DNFTT

It stands for Do Not Feed The Trolls. And if you're a member of an online community, you're probably familiar with the term. Internet trolls post to online communities with inflammatory speech or speech designed primarily to get a rise out of people. The best way to keep them coming back is to feed them - that is, give them the indignation they want. The best way to get rid of them is to go all Freddy Krueger on their idiotic asses and totally ignore them. But trolls aren't necessarily confined to Internet communities. They're actually all over the media landscape. Wherever there's a channel of communication, there's usually some asshole trying to figure out a way to manipulate it to get people's goats.

A certain not-very-well-known agency announced that it was interested in hiring Neil French, the ex-WPP creative guy who made some very insulting remarks about women at a recent conference. It was so obviously a publicity stunt that I joined a chorus of industry folks in administering a most gratuitous verbal ass-beating unto the agency in question. What I should have done was simply ignore it.

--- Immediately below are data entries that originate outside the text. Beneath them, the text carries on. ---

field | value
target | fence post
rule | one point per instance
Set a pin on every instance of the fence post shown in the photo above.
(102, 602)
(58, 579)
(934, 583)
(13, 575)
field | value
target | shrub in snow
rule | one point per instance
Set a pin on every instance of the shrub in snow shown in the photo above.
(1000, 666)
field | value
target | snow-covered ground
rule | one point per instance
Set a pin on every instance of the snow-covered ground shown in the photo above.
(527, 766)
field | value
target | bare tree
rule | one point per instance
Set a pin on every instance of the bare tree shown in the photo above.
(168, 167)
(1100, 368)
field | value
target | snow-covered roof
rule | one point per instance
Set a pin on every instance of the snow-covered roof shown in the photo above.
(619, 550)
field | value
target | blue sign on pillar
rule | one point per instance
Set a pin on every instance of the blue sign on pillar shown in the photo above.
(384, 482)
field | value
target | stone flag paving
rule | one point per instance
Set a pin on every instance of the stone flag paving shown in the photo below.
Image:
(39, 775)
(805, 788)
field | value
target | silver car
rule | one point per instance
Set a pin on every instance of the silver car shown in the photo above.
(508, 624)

Maybe I should get hats printed up with DNFTT on them.

When Buzz Marketing Goes Awry

So this morning when I emerge from Penn Station, there's this guy standing on the sidewalk, dressed all in purple. He's tethered to a large bunch of purple balloons. And he's standing there, staring straight ahead, looking hung over from Halloween excess. As I walk by him, he monotonously offers up "Smirnoff...Grape...Ice...Drink." Obviously, the guy was supposed to be some sort of buzz agent, but the experience was probably unlike what Smirnoff probably intended. Looking as hung over as he did, me and several passers-by gave him a laugh, since it was kind of unclear as to whether he was trying (lamely) to promote some new Smirnoff beverage or simply describing the libation that had done him in the night before.

Doesn't anybody from the agency ever visit the site to see if these guys are doing what they're supposed to?